Typing, screen scrolling. “Oh. First class. Someone is spoiled!”
“Spoiled” reverberated in my head like an echo sound effect in a horror movie. But you know what? He taped my books back up in that tote, and Uncle Harold accompanied me up to wait for my flight in the Piedmont Presidential Club. After some free refreshments there, Uncle Harold walked me right to my gate. I don’t think that would be allowed in today’s post-9/11 world.
Then I found Brooks Brothers classic cologne for men. I’d worn Brooks Brothers shirts for years. But I had never tried the cologne. It instantly became my regular cologne. Its scent today makes me think of the beach, and Hilton Head in particular, and good times traveling with my parents. Pleasures for men, by Lauder, brings similar memories. I still wear Brooks Brothers. Not so much the much more flowery Pleasures. But judging from how little is left in my bottle of Pleasures, I sure gave it a run for its money at some point.
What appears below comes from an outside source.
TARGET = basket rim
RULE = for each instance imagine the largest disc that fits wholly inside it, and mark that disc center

About the time I hit 39 (nearly 18 years ago) I rediscovered plain old Old Spice. I like it. It suits me, I think. But I also went through a typical (I hate being typical) mid-life crisis. I decided to go hit the dance floors again. Old Spice didn’t seem right. So for a while there, I was wearing nothing but Touch by Burberry. If its name was supposed to elicit that response, I should sue for false advertising.
Today, if I were cologne, my fragrance of choice is Robert Graham’s Fortitude. But sometimes I’m feeling nostalgic and spritz or dab on one of my golden oldies.
I hope my trip down olfactory memory lane has jogged some memories for you. Do you have an old favorite? A despised scent due to an over-indulgent friend or coworker?